Surprisingly enough, the one who kind of did this is actually Ieyasu. After the Ikko Ikki of Mikawa rioted, eating up even half of the Tokugawa vassals in 1564, Ieyasu banned the Honganji sect from Mikawa altogether. All the Honganji-affiliated temples in Mikawa had to change into a different denomination or else they’d be punished or even eradicated. This ban on Honganji faith is not lifted until 1583.
Also, this is a mistake that I myself also made previously, but the Honganji sect is not the sole representative of the Jodo Shinshuu faith. As it turns out the Jodo Shinshu had split into at least 3 branches before Kennyo, with Honganji being actually one of the lesser branches at first. In time they grew in prominence and became the biggest one, causing misunderstanding that they’re the sole inheritor of Shinran’s Jodo Shinshuu teachings.

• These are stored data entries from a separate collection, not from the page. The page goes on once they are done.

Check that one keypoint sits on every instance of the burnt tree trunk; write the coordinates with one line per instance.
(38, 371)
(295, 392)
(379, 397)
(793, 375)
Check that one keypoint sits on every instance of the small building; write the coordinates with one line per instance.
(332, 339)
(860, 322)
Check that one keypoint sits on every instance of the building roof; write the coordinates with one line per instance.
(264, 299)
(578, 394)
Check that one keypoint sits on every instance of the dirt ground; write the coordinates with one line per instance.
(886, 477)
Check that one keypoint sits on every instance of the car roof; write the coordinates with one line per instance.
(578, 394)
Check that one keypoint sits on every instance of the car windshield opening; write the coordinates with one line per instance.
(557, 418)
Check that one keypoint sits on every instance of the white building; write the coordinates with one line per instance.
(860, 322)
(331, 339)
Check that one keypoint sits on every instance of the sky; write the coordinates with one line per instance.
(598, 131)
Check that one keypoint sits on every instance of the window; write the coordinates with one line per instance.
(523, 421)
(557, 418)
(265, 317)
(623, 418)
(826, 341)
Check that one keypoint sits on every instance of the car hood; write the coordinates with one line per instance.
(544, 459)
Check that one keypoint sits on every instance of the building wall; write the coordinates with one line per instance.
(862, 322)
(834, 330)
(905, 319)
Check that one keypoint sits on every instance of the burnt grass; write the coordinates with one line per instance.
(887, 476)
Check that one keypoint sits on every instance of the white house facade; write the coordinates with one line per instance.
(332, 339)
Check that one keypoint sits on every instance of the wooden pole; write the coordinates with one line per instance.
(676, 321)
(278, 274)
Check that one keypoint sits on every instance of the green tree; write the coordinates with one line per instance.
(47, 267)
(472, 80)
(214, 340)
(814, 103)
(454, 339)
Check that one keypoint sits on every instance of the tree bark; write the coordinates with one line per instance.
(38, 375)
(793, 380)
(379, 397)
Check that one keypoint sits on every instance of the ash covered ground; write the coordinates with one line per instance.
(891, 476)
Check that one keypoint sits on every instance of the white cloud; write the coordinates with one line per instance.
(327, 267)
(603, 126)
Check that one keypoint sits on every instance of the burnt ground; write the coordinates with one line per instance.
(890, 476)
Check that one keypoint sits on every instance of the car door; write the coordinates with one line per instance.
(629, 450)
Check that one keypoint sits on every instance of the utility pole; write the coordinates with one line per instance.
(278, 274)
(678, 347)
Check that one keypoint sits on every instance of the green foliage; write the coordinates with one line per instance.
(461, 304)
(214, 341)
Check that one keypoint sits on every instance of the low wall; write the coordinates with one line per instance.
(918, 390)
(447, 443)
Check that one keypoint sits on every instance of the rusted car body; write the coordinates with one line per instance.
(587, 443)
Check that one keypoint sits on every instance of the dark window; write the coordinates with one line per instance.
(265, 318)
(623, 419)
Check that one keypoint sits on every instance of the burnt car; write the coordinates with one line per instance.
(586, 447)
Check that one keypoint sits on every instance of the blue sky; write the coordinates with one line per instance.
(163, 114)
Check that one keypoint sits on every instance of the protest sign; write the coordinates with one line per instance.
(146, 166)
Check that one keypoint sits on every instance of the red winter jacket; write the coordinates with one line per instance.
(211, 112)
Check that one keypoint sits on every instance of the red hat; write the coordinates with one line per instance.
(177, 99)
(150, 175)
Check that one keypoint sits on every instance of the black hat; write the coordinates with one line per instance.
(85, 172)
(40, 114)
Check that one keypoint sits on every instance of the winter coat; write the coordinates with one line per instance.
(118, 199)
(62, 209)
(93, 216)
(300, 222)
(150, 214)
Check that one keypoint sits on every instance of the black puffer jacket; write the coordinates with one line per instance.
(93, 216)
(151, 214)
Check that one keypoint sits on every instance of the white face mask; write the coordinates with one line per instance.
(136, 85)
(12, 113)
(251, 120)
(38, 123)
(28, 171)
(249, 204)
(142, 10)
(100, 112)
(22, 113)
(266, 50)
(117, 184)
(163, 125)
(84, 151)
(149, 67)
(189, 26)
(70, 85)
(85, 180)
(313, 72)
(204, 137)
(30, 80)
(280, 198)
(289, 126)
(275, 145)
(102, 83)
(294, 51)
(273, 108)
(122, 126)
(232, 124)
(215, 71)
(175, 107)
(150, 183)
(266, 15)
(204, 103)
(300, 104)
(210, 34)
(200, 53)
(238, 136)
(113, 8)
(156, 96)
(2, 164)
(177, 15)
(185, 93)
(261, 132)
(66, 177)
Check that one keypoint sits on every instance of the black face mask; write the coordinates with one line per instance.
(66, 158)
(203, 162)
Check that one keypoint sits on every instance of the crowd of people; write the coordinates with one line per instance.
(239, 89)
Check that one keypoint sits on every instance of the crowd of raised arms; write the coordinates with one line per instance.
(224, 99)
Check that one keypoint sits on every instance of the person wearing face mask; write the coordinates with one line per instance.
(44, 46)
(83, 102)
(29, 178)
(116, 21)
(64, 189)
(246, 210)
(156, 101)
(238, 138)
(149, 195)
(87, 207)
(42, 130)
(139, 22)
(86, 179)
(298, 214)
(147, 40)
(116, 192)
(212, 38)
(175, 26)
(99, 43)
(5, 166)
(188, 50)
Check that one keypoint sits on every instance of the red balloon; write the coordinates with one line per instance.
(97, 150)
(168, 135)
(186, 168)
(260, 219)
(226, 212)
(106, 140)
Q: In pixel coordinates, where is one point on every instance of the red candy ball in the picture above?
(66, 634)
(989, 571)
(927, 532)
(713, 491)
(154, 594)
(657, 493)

Realistically speaking, throwing out Honganji doesn’t necessarily mean throwing out the Shinshuu faith entirely. Nobunaga had himself given clemency to some Shinshuu temples in his territories, after they swore that they’re not associated in any way to Honganji or the Ikko Ikki.
The branches don’t even like each other. The Takada branch of the Shinshuu and Honganji had multiple disputes with each other through history, from civil disputes like fighting over whose abbot gets to be awarded the post of the Most Reverend, to even proxy wars through samurai clans. Whichever side’s championed clan rules the land will run the other sect out of the territory and demands those who remained to convert into the other sect.
I'm quite sure this is a reference to Hideyoshi giving Mitsuhide a warning in Act 1. It could be incidental, but since she specifically said Hideyoshi and not the others, I think it might be purposeful.
Unfortunately, when I first read the Act 1, the translation was in error and what Hideyoshi says is completely different in English. I haven’t replayed the Act 1 again to see if the translation has been changed since (hopefully it has), but I don’t have the screenshots of that scene anyway, so I will just provide the context here with quotes from the Japanese text.
In the final or epilogue chapter of Mitsuhide’s Act 1, after they dealt with Nagamasa’s betrayal, Hideyoshi dropped by and said this:
[自分は下賤の出から取りたててもらった恩があるから、信長様を裏切るようなら]
I’m indebted (to Nobunaga) because I’ve been raised (in rank) from my humble origins, so if anyone betrays Nobunaga-sama…
[光秀さんでも容赦しませんよ]
… I will not forgive them, even if it’s you, Mitsuhide-san.